Workstation crashing during 2D class

Hi

I recently started using Cryosparc on a new machine, and it has repeatedly crashed the system. The system becomes completely unresponsive and cannot be accessed via SSH or webgui.
It seems to happen during 2D class jobs (usually with large numbers of classes and particles)… on a previous machine I had 2D class jobs fail if the number of classes was too much for the GPUs memory but it never crashed the entire system.

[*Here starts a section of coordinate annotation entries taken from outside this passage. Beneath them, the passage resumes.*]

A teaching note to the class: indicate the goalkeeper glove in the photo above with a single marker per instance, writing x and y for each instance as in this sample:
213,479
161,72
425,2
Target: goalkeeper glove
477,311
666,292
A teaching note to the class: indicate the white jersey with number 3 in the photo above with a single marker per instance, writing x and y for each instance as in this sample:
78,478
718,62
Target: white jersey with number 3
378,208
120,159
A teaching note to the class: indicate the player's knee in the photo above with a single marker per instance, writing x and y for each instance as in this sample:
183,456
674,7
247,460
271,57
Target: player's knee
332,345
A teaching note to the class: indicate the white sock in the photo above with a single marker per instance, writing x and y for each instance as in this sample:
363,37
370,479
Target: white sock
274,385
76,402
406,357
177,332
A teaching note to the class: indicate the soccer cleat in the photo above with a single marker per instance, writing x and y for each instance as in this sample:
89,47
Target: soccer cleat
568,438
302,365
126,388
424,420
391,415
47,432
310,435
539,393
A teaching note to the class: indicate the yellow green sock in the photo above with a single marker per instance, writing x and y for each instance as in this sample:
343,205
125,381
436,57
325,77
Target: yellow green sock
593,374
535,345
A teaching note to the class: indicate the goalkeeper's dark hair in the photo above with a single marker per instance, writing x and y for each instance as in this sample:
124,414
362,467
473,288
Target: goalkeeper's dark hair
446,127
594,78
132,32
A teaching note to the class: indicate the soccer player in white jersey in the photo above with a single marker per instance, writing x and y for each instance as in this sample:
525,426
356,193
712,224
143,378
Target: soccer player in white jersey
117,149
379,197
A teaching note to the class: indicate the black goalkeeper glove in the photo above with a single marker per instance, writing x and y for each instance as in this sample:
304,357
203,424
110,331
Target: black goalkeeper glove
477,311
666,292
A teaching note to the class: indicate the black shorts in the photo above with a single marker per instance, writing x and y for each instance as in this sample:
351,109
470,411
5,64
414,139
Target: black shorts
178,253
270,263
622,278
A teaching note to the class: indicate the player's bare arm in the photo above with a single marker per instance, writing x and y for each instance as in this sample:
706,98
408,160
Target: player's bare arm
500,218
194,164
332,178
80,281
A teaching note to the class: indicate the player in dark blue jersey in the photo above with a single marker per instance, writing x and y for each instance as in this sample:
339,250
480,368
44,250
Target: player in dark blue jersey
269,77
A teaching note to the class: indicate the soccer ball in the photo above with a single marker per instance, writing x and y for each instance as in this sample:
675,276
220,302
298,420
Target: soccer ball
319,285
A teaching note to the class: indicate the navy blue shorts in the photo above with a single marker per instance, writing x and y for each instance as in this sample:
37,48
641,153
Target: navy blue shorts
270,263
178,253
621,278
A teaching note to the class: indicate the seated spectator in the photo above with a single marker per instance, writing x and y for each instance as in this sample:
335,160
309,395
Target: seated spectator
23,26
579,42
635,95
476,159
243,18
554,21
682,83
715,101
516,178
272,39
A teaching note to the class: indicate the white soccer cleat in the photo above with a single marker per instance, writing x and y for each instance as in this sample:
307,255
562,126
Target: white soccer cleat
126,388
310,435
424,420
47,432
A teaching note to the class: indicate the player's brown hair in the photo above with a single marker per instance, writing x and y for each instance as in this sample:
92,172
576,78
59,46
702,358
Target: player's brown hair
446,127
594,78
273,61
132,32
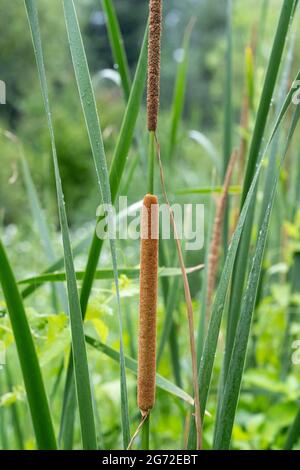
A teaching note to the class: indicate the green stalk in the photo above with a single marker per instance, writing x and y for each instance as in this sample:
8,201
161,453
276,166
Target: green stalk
151,160
228,121
116,171
82,379
15,412
241,263
230,395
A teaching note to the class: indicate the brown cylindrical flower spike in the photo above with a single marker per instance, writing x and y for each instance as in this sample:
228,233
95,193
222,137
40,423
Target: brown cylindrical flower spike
148,304
154,44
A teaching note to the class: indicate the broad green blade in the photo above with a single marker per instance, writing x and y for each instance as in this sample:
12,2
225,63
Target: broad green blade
241,264
211,341
34,386
180,89
88,102
117,45
230,394
118,163
41,223
132,273
131,364
267,93
83,387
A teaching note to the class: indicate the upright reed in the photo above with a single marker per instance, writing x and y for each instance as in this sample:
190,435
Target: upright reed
154,44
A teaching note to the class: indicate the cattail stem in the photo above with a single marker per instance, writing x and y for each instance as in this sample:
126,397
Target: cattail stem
148,304
146,434
154,45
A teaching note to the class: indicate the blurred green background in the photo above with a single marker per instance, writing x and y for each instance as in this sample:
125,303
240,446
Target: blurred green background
267,404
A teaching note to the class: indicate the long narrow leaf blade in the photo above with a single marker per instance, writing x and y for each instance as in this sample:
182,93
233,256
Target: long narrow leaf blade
83,386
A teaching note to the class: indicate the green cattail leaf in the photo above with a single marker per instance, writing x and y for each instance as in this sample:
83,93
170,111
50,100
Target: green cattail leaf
211,340
117,45
230,394
94,131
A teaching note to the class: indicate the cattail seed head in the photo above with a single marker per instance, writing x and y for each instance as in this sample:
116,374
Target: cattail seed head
154,44
148,304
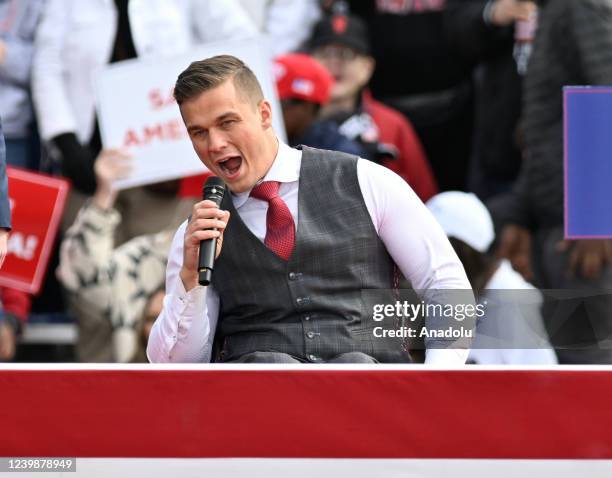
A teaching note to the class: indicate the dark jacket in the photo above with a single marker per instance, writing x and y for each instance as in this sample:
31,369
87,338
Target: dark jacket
497,91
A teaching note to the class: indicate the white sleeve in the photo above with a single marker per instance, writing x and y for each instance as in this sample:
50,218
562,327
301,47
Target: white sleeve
185,329
49,95
414,239
218,20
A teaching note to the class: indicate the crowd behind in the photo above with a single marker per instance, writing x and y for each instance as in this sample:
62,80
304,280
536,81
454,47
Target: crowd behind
461,98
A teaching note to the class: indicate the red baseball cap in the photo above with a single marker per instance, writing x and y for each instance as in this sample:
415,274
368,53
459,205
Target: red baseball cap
299,76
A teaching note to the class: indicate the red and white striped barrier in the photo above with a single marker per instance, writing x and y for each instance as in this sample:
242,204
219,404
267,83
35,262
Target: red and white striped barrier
293,421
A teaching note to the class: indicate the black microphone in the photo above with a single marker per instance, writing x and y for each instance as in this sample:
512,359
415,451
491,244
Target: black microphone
213,190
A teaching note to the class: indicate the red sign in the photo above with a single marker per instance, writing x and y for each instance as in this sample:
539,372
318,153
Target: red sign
37,204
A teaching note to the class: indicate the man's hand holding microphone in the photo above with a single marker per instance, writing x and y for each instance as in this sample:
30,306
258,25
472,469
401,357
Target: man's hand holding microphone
204,235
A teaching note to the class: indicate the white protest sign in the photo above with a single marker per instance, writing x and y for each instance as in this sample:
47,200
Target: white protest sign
136,109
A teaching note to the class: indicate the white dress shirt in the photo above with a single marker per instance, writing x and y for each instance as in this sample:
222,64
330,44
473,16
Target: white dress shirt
185,329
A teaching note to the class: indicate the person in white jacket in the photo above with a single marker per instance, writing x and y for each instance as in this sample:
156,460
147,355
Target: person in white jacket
511,330
75,38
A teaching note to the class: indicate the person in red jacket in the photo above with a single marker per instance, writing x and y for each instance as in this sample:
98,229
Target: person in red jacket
340,42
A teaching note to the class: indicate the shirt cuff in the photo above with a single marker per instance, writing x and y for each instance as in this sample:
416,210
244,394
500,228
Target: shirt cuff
187,306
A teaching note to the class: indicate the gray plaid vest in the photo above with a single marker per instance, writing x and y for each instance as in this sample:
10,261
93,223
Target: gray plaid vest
311,306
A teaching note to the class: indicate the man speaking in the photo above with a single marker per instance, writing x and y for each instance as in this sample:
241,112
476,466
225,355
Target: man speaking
300,235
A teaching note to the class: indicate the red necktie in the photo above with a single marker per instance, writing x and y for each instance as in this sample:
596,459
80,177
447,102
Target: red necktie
280,229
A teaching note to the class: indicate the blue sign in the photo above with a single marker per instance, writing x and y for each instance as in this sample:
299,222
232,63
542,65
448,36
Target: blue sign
588,162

Has anyone else experienced hard crashes, is there any way to make sure that jobs wont crash the system (even if they fail instead>?).

Thanks

Matthew.

1 Like

Yes, I am having that same issue: new linux box and hard crash of the entire machine when I was doing blob picking (so not using either the CPU or the GPU at any appreciable level).
I managed to get through the motion correction and CTF estimation steps without issue.
Unfortunately, I haven’t had any response so far and I have yet to figure out a solution.
Best regards, Tom

If you notice any patterns, let me know. I haven’t detected any consistent cause yet, and there isnt a single job that I cant do.
My best guess so far is that its a glitch whereby the job should fail due to some resource limit (or perhaps someone else SSHing into the box and using some RAM etc… but there isn’t an adequate safeguard to prevent it confusing the kernel.

I have a few Cuda synchronisation type errors too, so it might not even be the same problem.

As my new box is at home, I’m pretty sure nobody else is trying to use it at the same time.
I found it weird/ strange as the CPU and GPU were barely being used during the blob picking process when my jobs consistently failed- but they never failed on the same image/movie, so I’m pretty sure it wasn’t a ‘bad data’ issue.
Still trying to figure out any pattern that might be present…
Best regards, Tom

Maybe a similar issue here: One of our researchers starts running a job, and after between 3-30 seconds, Ubuntu just hard resets, no warning, straight back to BIOS, nothing notable in the logs. Would love to know if someone else is still experiencing this or if there’s a decent troubleshooting route to look into.

Some more details would help: full system resets like this can be hard to pin down. I’ve had it happen myself (although not with CryoSPARC) where compiling across all threads would make the system hard reboot - turned out to be the motherboard overcurrent protection kicking in, which is triggered at the hardware level and so system went down before the OS could even log it. So information on mobo/CPU/PSU/circuit system is connected to would prove useful for troubleshooting.